Fazer da história um despertar.

O Mistério da Camioneta Fantasma, espectáculo integrado nas Comemorações do Centenário da República de 5 de Outubro, que decorre em 2010 e 2011, nasceu de uma investigação histórica. Como muitos dos espectáculos de Hélder Costa, um dos mais importantes e carismáticos dramaturgos portugueses contemporâneos. Neste caso tudo começou quando ele concorreu, em 2004, a uma bolsa do IPLB, tendo depois, com o material recolhido, criado também um espectáculo.

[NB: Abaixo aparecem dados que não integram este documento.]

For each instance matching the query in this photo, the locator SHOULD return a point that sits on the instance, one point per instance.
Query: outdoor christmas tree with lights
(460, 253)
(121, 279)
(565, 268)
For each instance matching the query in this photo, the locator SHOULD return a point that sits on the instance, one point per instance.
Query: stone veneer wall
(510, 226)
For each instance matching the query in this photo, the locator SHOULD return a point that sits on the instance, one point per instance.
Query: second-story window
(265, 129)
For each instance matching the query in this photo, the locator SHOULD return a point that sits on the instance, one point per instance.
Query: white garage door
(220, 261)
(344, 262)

A noite de 19 de Outubro de 1921

Nesta noite um grupo de marinheiros percorre Lisboa numa camioneta e assassinam um conjunto de republicanos importantes: António Granjo, primeiro-ministro que tinha sido deposto na sequência de insurreições militares, José Carlos da Maia (Adérito Lopes), oficial da Marinha, antigo ministro de Sidónio Pais e de José Relvas, os militares Freitas da Silva e Botelho de Vasconcelos e Machado de Santos, este um personagem marcante do 5 de Outubro de 1910 (que ficou conhecido como Herói da Rotunda, pela forma como resistiu e defendeu posições contra as forças monárquicas). Durante algum tempo os monárquicos tentam passar a ideia de que este massacre ocorreu como resultado dos movimentos revolucionários dirigidos pelo tenente Manuel Maria Coelho ( herói do 31 de janeiro de 1891) e que eclodiram na manhã do próprio dia 19 de Outubro, mas em 1923, o Tribunal Militar Extraordinário de Santa Clara, presidido por Óscar Carmona, iliba os oficiais revolucionários e condena os verdadeiros assassinos a pesadas penas.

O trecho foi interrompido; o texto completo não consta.